Hervé Jégou 1, 2 Matthijs Douze 1 Cordelia Schmid 1
1 LEAR - Learning and recognition in vision
Grenoble INP [2007-2019] - Institut polytechnique de Grenoble - Grenoble Institute of Technology [2007-2019], LJK [2007-2015] - Laboratoire Jean Kuntzmann [2007-2015], Inria Grenoble - Rhône-Alpes
2 TEXMEX - Multimedia content-based indexing
IRISA - Institut de Recherche en Informatique et Systèmes Aléatoires, Inria Rennes – Bretagne Atlantique
Abstract : One of the main limitations of image search based on bag-of-features is the memory usage per image, limiting to a few million the size of the dataset that can be handled on a single machine in a reasonable response time.

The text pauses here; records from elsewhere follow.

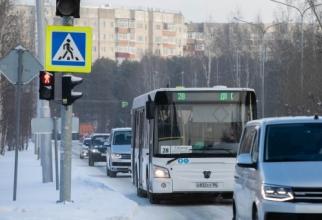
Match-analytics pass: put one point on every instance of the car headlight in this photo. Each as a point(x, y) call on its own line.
point(277, 193)
point(95, 150)
point(116, 156)
point(160, 172)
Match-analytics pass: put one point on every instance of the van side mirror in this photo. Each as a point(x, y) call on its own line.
point(245, 160)
point(149, 109)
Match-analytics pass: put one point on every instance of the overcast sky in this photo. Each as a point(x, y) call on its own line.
point(203, 10)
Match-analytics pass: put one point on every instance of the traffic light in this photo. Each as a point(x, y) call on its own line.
point(68, 83)
point(46, 85)
point(124, 104)
point(67, 8)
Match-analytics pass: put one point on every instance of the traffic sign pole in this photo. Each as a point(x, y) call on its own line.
point(18, 104)
point(66, 143)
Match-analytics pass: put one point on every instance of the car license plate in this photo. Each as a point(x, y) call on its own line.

In this paper, we first show that these limitations can be somewhat reduced by using index compression. Then, we propose an image representation obtained by projecting bag-of-features histograms onto a set of predefined sparse projection functions, producing several image descriptors. Coupled with a proper indexing structure, an image is represented by a few hundred bytes. A distance expectation criterion is then used to rank the images. Our method is at least one order of magnitude faster than standard bag-of-features while providing excellent search quality.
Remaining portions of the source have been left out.